We facilitated a Building with Biology event at the Children’s Museum of Houston. Through hands-on activities like extracting DNA from wheat germ and helping kids to design their own superorganisms, we had the opportunity to introduce young children to the exciting field of synthetic biology and to clear up a few of their parents’ misconceptions.


Background


The Building with Biology project is dedicated to spreading STEM learning and discussion about the technological and societal implications of synthetic biology through public and scientist dialogue.
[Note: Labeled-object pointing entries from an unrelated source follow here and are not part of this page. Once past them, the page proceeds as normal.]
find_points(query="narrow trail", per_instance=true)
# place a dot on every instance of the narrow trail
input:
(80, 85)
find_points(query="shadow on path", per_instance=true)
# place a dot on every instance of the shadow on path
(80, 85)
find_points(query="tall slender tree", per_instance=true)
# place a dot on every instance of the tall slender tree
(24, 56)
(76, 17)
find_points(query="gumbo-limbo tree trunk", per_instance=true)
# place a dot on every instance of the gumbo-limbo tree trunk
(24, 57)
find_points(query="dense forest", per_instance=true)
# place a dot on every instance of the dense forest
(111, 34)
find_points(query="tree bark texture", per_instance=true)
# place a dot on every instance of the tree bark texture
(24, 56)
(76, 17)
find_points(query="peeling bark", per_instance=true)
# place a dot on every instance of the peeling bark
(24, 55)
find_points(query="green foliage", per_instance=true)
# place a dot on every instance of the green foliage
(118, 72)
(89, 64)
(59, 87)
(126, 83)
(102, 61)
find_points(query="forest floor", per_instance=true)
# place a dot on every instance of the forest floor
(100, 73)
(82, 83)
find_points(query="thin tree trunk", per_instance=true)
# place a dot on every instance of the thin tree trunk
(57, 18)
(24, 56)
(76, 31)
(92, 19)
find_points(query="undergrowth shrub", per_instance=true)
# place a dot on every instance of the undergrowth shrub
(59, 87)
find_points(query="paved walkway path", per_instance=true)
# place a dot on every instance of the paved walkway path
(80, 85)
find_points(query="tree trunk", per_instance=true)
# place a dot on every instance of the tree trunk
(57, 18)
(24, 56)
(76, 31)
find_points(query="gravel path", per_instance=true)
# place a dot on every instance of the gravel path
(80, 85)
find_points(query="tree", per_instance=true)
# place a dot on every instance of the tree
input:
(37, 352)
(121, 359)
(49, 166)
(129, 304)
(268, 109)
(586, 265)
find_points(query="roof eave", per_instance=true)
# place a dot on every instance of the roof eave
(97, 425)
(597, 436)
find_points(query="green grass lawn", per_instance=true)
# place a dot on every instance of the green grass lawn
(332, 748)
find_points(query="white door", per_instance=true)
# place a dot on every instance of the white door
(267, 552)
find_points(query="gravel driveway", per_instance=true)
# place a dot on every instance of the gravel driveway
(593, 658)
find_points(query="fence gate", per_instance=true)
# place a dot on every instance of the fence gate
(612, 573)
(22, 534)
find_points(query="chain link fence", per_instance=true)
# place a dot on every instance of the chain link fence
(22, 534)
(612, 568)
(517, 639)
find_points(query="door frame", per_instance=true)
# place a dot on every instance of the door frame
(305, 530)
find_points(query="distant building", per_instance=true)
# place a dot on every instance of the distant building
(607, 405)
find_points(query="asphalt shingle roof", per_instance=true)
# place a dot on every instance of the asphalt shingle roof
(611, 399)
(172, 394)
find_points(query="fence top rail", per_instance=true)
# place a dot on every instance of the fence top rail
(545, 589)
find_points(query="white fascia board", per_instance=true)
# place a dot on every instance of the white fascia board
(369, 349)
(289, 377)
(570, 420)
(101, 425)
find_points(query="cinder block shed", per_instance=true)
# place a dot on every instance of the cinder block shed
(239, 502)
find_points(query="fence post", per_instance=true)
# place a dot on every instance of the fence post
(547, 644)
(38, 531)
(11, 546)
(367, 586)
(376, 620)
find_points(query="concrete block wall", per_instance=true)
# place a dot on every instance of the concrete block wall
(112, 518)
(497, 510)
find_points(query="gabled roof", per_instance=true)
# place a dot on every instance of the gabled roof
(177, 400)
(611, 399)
Successful applicants receive a physical kit with all of the supplies necessary to host an event with six hands-on activities.
  1. Bio Bistro: Decide what current and future synthetic biology-based food products you would, would not, or might eat.
  2. Kit of Parts: Solve challenges by building a model cell with standardized genetic parts (like BioBricks).
  3. See DNA: Extract visible DNA from wheat germ and create necklaces to display your own sample of wheat germ DNA.
  4. Super Organisms: Design a superhero to rescue a person falling from a tall building and then use that same creative engineering process to design a single-celled organism to clean up an oil spill.
  5. Tech Tokens: Consider the potential advantages and disadvantages of various areas of synthetic biology research, before investing in them with "tech tokens."
  6. VirEx Delivery: Explore the potential for engineered viruses to deliver beneficial, targeted genetic information to sites throughout the body.


Timeline


                               

Above is a timeline for Building with Biology, hover over different sections to learn more!


Significance


The afternoon we spent at the Children’s Museum was particularly rewarding because we had the opportunity to interact with a cross section of the general public. The attendees had not come to the museum expecting to learn about synthetic biology, but they were eager to actively participate in the activities and to engage in conversations about the potential impact of the field. We were reminded by their vehement objections to buzzwords like “GMOs” of the significant resistance that synthetic biology still faces.